What needs to be done next?
○ Apart from the routine pre-anesthesia assessment, the CIED needs to be addressed.
○ ECT is an elective procedure and is a source of electromagnetic interference (EMI).
○ As per the guidelines, before an elective procedure, the patient’s cardiologist, if known, is contacted for recommendations. If not known, then the CIED team (cardiologist, cardiac electrophysiologist, device clinic nurses and staff) from the same or a neighboring hospital is involved.
What is the information that needs to be communicated with the CIED team?
Information that need to be communicated with the CIED team:
(a) Intended surgical procedure and its anatomic location
(b) Location of the pulse generator
(c) Patient position during the procedure
(d) Type of electrocautery to be used whether monopolar or bipolar
(e) Presence of other sources of EMI
(f) Cardioversion or defibrillation during the procedure
(g) Venue for the procedure
(h) Postoperative plan: Day case/inpatient with telemetry bed
(i) Surgical procedure that can cause mechanical damage the leads to CIED
What information does the CIED team communicate with the anesthesiologist?
Information that the CIED team communicates with the Anesthesiologist [1, 4]:
(a) Details of the settings in the CIED and their functioning status.
(b) Date of last device interrogation (should be 6months for AICD and 1year for pacemaker).
(c) Device type, manufacturer, and model
(d) Indication for device placement.
(e) Life of the battery.
(f) Age of the leads (should be >3months).
(g) Current programming mode.
(h) Is the patient pacemaker dependent?
(i) Response of the device to magnet placement.
(j) Any alert status on the device.
(k) Pacing threshold on the last occasion.
(l) Individualized prescription or perioperative recommendation based on patient information, device characteristics, and surgical factors.

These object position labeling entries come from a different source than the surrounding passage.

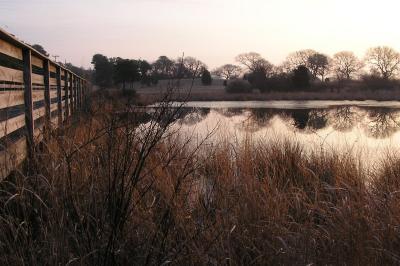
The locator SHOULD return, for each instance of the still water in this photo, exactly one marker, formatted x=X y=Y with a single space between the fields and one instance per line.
x=368 y=129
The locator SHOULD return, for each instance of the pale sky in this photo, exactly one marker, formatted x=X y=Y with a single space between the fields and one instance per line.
x=214 y=31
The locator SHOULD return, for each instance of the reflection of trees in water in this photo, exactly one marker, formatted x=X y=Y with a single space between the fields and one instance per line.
x=305 y=120
x=192 y=116
x=230 y=112
x=382 y=122
x=317 y=119
x=344 y=118
x=262 y=116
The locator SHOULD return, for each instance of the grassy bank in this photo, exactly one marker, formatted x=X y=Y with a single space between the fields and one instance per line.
x=109 y=192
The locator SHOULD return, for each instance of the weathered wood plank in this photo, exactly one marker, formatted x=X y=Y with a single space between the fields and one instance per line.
x=36 y=61
x=11 y=75
x=37 y=79
x=47 y=102
x=53 y=68
x=27 y=56
x=11 y=98
x=11 y=50
x=10 y=125
x=53 y=82
x=59 y=97
x=12 y=157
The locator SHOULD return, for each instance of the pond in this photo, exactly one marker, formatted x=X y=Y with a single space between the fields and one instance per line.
x=367 y=129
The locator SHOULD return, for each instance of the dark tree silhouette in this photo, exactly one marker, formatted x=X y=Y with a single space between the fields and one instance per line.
x=163 y=67
x=103 y=70
x=301 y=77
x=126 y=70
x=319 y=65
x=206 y=77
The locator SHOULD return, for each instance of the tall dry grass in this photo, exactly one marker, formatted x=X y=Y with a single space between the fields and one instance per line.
x=108 y=191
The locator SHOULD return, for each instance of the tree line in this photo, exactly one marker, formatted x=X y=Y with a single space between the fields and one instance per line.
x=125 y=72
x=300 y=69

A 48-year-old male patient presents to the preanesthesia clinic to prepare for a knee arthroscopy procedure. The patient has a history of COPD and is a 40-pack-year smoker. Vitals are HR 72, BP 140/74, SpO2 93% on room air, and temp 36.6, with height of 64inches and weight of 88kilograms. Pulmonary function tests, including a flow volume loop, were present in the patient’s medical records from an outside hospital
Draw a normal flow volume loop. Label the x- and y-axes. Where is the residual volume and total lung capacity located? Show where expiration and inspiration are represented.
Refer to Fig. 70.1a. The y-axis represents the flow rate. On this same axis exhalation is found in the area above the x-axis, and inhalation is represented below the x-axis. The lung volume is plotted on the x-axis and the value decreases from left to right. In other words, the x-axis starts at total lung capacity at the left end, and the volume decreases progressively until residual volume is reached at the far right.
Draw an FVL for a patient with mild COPD.Describe some key characteristics. Explain what happens to the FVL whenever there is severe COPD.
In mild COPD, the PEFR usually decreases slightly so that the initial expiratory f low is not affected significantly (Fig. 70.2). Instead of the almost linear decrease in expiratory flow, there is a “scooping” of the loop soon after the PEFR.This scooping represents the decreased amount of flow secondary to difficulty in expelling the volume of gases left in the distal airways. In severe COPD, the PEFR is affected more drastically. The expiratory flow does not come close to the flow of a normal subject.
Draw an FVL for a patient with vocal cord paralysis.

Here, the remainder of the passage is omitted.